The Artist

The year is 1927, and the movies are big business. In Hollywood – Hollywood Land to be precise – film studios are booming; the people are flocking, the cash is rolling in and no-one is benefiting more than George Valentin (Jean DuJardin): leading man and beloved global hearthrob. With his almost cartoonish good-looks, exquisite attire and roguish grin adorning every billboard in the nation, he’s a man enjoying the very height of dizzying stardom.

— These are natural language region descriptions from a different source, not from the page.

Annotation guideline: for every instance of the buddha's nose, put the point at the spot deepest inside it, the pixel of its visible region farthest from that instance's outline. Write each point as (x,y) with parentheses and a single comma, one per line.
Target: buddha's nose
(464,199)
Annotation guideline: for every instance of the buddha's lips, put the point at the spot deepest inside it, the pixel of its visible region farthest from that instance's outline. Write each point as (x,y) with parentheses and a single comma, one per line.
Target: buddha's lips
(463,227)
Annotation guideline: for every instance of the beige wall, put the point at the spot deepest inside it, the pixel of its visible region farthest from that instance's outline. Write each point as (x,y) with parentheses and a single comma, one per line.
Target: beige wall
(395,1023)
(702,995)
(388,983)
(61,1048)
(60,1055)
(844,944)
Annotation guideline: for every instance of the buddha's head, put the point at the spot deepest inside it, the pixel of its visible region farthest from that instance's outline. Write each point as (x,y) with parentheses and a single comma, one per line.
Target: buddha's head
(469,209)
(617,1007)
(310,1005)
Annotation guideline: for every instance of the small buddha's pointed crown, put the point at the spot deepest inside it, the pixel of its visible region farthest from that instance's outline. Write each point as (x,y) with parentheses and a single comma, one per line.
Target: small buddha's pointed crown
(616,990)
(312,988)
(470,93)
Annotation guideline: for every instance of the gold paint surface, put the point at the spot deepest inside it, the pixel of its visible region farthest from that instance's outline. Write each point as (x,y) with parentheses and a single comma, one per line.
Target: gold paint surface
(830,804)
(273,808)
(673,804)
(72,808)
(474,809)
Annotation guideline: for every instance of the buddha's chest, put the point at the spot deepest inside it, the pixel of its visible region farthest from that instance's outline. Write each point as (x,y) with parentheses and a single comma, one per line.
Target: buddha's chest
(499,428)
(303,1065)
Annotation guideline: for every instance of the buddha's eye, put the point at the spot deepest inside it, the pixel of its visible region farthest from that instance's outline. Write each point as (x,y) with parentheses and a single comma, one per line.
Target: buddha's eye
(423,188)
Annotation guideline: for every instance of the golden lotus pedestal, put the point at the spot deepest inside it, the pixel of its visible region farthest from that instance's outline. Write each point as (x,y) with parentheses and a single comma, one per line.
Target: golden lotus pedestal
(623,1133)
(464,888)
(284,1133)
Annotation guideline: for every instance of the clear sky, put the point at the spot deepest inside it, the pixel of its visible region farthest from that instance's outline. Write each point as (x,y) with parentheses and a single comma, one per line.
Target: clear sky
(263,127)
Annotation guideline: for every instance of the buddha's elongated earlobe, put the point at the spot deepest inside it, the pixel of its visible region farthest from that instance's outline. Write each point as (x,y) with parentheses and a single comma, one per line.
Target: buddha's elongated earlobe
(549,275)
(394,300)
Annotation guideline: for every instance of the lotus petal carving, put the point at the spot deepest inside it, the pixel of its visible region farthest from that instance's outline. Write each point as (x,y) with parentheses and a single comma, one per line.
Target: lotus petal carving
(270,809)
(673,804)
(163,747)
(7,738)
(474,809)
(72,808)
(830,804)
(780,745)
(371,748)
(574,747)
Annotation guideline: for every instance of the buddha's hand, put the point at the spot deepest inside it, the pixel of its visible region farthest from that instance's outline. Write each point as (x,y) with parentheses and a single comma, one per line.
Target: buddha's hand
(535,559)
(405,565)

We meet him at the opening of his most recent silent film A Russian Affair, and it doesn’t take long to see that George lives and breathes for the acclaim of his audience. Charming the very life out of every room he enters with a wide grin and cocked eyebrow alone, nothing can ruffle his mesmerising cool. When a bright-eyed young fan named Peppy Miller (Bérénice Bejo) accidentally stumbles into him in front of the world’s press, he takes it – and her – happily in his stride; the dazzling pair make front pages around the world, and the chance encounter helps the passionate actress-in-training land a role as an extra on George’s new film. Evidently taken with her youthful charm, her effervescent energy and boundless admiration for his work, George cannot help but find himself drawn towards Peppy, and she to him. But George is married, albeit unhappily, and so all he can offer Peppy is a kind word, a little advice and the smile that made him a star. The times they are a changing though, and with the invent of the Talkies – an innovation practically created for fizzing young starlets like Peppy – just around the corner, it may be that George’s protégé may soon leave him and his silent, golden era far behind…

It almost feels strange to attempt to convey the deliciousness of The Artist in words, seeing as its the lack of them in the picture itself that makes it so wonderful. Expertly guiding the audience through its silent story with unfaltering confidence; the combination of wonderful performances, gorgeous cinematography and an achingly beautiful score mean that not a single moment feels wanting. Jean DuJardin is utterly dazzling as George Valentin, a man whose worth has always relied on his ability to charm wordlessly – on and off camera. His arrogance at a new technology he believes is worthless, his refusal to listen to the calling of an inevitable future and his desire to remain true to an art form he sees as pure all feed into a complex and ultimately tragic protagonist; perfectly embodying the sadness of giving up a gently glimmering past in favour of a noisy, uncertain future.

Peppy, by contrast, is a girl who is not afraid to talk. Brave, beautiful, enthusiastic and endlessly talkative, she is the youth that George dismisses so quickly, and the force he has no chance of defeating. But this film is nothing if not a love story, and the urgent bond the two form so quickly cannot be broken by anything as simple as change. Peppy’s wide-eyed wonder at George’s talents will never fade, and even as her star rises she’s desperate to help him as he once helped her. But can George bring himself to let her? And is there more to George’s dismissal of his place in cinema’s future than first meets the eye?

There are so many wonderful strands to The Artist that repeat viewings are almost mandatory. The archaic nature of old-fashioned male pride, American influence over global cinema, the almost unnoticeable but crucial losses that come with ceaseless addition – all glitter gently in the background of a disgustingly compelling drama, enhancing rather than distracting from the relationships they surround. With dialogue-based humour out the window, instead we are treated to sequence upon sequence of wonderful, gentle physical comedy that build up to the kind of heart-felt pathos almost entirely absent from Hollywood’s current output. By telling its story using the medium that our flawed hero feels such passion for, we too cannot help but fall in love with the cinema he represents, and mourn its demise even as we acquiesce to its place in the history books.

But at its core this film is no tragedy, and the triumphant celebration of a story well told seeps through every frame, reminding us that no medium is obsolete as long as it can continue to bring us joy. The Artist is not just a exquisite hat-tip to a style long forgotten, or even a love story about two people caught between eras; it is a dazzling demonstration that the very best of the human condition will fight its way to the top, no matter what method it employs. Go and watch The Artist, for goodness sake. Go, watch, and wonder at just how eloquent wordlessness can be.